Jun 28, 2013 05:47PM ● By Anonymous

One of the most persistent trends of the past decade is the addition of an outdoor kitchen and/or pavilion for entertaining and relaxing, but with the creature comforts commonly found indoors. Picture this: you are grilling gourmet while the ballgame is on the flat screen next to the fireplace, all under one roof, sans walls.

“Living walls,” “Eco walls,” “Green walls.” Call them what you may, but these vertical gardens are trending up. Once observed only at arboretums and the like, new technological advances have allowed for any green thumb to install a wall at home.

A brand-new driveway or patio doesn’t have to be an impervious surface after all. Permeable pavers help manage stormwater—allowing it to seep through versus run off —and add visual appeal.

If you’re eyeballing a corner bed or void in your yard, consider blanketing it with wildflower seeds instead of grass. They are, in a word, easy—to purchase, spread/ plant, and grow (pretty much maintenance free)—and they look beautiful when in bloom.

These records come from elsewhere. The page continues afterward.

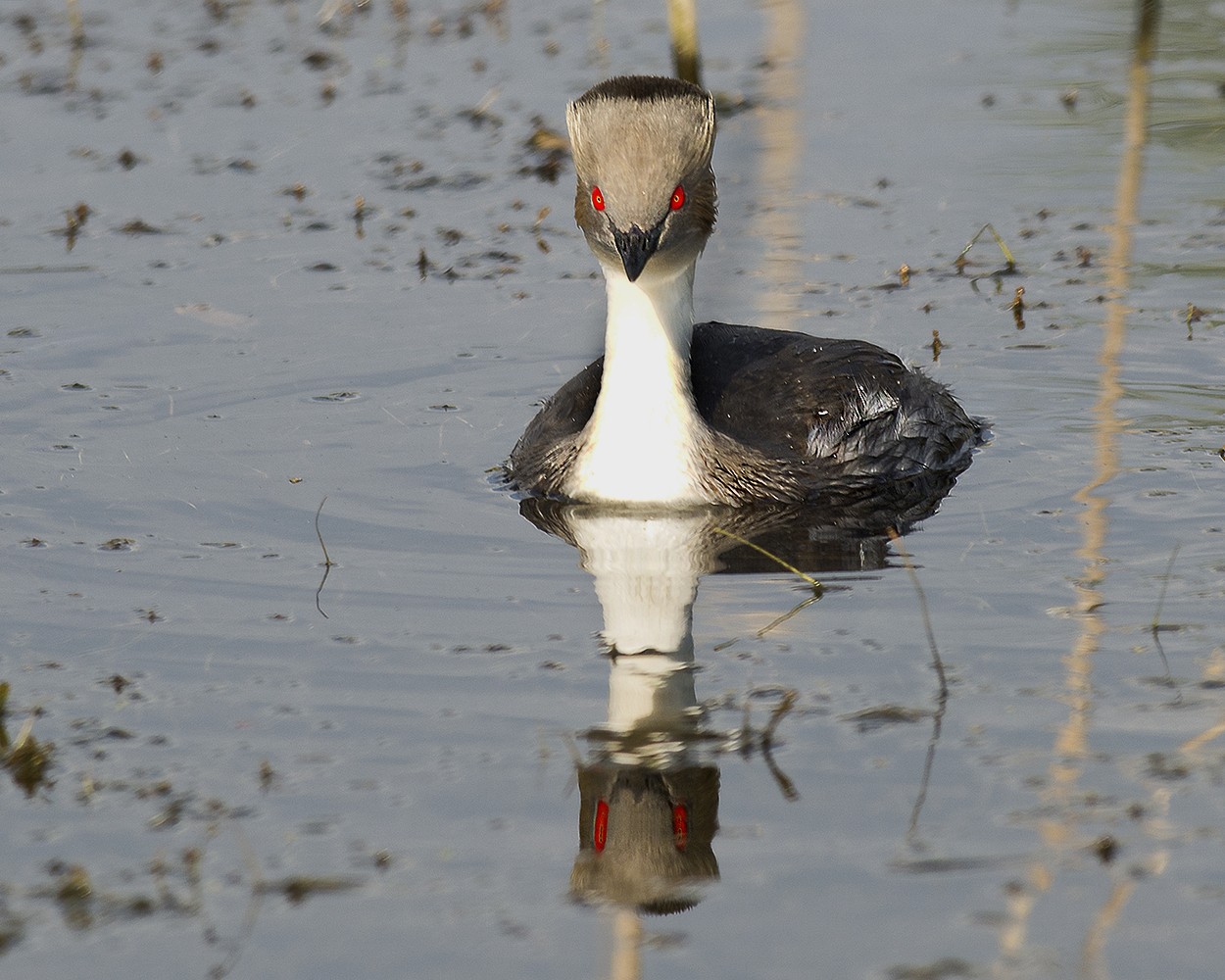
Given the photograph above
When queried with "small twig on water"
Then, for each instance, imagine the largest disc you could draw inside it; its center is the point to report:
(327, 560)
(1007, 254)
(937, 718)
(1155, 626)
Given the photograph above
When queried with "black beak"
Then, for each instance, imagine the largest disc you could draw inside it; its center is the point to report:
(636, 246)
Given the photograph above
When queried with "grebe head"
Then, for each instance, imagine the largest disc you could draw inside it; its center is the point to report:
(646, 197)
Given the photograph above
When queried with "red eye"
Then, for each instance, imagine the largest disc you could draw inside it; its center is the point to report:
(601, 832)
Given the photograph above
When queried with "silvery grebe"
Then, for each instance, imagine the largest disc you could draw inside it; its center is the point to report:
(680, 415)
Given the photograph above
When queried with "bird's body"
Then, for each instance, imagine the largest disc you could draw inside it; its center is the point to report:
(680, 415)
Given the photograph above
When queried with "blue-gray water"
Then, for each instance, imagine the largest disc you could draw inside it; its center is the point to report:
(240, 785)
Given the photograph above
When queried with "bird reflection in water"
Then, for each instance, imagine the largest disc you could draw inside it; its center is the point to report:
(650, 780)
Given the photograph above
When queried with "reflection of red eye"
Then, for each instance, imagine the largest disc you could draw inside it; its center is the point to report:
(680, 826)
(601, 832)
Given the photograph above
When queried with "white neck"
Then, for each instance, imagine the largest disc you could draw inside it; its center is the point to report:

Croquet, horseshoes, Bocce—these are but a few of the tried-and-true lawn games still popular today. But if you want to show your garden party guests a truly exceptional experience, up the ante and install an outdoor bowling alley or even a mini-golf course. It’s the next generation of backyard fun.

Add wow-factor to your front or backyard with an outdoor metal sculpture (to stay even more current with the trends, opt for a brass, a hot accent in interior design this year). From oversized butterflies to Chesapeake-inspired pieces (herons, crabs, etc.), yard sculptures offer instant gratification that doesn’t take a season or several to grow.

Yes, this self-sufficiency philosophy that was oh-so-popular in the 1960s is popping up in conversation once again. You can a la carte this concept one step at a time. For instance: start composting everyday waste; plant a vegetable garden next (using your compost); add rain barrels to your property (to conserve and reuse water); and harvest/can the fruits of your labor to enjoy throughout winter.